Let's Talk About Lambda Functions!

Bryan Olson fakeaddress at nowhere.org
Thu Aug 1 22:58:11 EDT 2002


James J. Besemer wrote:
 > Ian Bicking wrote:
 >
 >
 >>>Decades before anyone implemented a programming language, Alonzo Church
 >>>boiled all the control structures down to just one: lambda.

Actually Ian Bicking did not write that.  I did.

 > Lambda and the Lambda Calculus have nothing to
 > do with "control structures," per se.  The lambda
 > notation itself allowed the definition of True and False,
 > predicates and a conditional expression, the value of
 > which is one of two sub expressions based on a
 > governing predicate.  Technically, however, there's
 > no 'control,' as everything was evaluated, even the
 > sub expression that was discarded.  There is no looping
 > either, only recursive applications of lambda.

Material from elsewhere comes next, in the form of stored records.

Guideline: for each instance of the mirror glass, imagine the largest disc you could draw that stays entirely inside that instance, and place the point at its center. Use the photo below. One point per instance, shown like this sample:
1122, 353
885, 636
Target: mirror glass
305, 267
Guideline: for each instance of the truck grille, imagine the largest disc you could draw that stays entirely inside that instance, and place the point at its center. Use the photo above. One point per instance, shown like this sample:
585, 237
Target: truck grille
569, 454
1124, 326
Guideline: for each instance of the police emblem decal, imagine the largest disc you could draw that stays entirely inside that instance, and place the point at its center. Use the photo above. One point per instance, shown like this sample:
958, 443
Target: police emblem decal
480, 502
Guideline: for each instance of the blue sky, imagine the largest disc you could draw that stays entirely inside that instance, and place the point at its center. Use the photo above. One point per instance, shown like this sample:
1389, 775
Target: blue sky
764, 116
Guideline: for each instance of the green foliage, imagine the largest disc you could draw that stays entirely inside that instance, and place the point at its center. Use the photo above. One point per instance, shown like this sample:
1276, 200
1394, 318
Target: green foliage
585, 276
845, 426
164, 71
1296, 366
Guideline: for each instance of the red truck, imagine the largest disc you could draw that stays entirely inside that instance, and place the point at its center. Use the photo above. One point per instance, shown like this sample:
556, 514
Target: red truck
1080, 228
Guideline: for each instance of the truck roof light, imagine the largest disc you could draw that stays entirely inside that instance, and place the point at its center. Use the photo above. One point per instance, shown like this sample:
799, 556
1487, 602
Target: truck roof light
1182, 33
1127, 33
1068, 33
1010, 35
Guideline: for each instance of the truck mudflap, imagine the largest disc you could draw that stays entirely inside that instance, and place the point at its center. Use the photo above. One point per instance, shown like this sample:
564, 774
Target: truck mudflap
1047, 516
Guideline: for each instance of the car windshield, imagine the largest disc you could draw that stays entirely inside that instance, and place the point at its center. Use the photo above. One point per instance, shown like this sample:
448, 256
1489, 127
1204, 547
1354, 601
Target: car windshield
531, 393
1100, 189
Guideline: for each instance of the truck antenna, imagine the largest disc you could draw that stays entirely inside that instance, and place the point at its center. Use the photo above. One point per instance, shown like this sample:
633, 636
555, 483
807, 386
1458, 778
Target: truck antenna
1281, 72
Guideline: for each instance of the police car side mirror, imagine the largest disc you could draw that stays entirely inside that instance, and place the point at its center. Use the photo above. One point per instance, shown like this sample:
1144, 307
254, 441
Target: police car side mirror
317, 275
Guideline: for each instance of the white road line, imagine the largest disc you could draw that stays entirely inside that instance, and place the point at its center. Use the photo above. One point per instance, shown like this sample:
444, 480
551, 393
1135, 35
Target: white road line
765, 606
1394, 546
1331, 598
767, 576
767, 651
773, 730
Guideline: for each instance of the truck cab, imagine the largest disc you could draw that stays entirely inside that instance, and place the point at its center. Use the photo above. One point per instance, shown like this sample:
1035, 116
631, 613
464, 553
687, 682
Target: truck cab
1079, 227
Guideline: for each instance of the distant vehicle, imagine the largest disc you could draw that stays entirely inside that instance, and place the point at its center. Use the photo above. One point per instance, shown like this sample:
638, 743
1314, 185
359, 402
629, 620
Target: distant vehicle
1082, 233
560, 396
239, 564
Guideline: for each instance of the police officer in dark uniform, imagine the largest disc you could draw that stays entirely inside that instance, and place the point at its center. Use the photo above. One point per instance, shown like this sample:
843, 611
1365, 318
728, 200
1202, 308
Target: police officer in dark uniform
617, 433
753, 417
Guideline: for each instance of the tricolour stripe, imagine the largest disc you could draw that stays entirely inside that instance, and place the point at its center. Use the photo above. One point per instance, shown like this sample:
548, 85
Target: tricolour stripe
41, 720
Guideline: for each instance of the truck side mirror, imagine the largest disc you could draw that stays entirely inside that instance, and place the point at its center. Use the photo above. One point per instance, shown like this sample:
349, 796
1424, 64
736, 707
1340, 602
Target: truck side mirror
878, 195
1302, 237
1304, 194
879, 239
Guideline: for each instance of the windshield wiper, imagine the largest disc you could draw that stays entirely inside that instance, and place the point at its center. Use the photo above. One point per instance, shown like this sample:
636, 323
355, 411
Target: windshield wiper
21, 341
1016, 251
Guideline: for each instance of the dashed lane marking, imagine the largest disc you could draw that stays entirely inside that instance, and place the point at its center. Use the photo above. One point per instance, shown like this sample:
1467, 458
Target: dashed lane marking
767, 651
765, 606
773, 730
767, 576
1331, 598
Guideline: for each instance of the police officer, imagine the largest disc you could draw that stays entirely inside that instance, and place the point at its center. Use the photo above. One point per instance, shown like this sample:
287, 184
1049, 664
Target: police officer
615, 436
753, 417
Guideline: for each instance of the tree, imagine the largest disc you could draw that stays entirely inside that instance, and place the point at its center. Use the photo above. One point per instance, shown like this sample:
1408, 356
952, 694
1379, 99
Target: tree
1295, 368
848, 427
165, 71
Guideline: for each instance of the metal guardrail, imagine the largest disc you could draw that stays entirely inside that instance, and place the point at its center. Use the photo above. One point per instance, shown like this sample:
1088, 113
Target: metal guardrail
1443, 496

That strikes me as failure to abstract.  Lambda can emulate any of the
control structures, and the control structures can all be described as
functions from states to states.

 > Smalltalk's "blocks" are more powerful than Python's
 > Lambda and even Church's Lambda notation.

The lambda calculus is equal in power to the Turing machine.  In the
important sense, no implementable language is more powerful.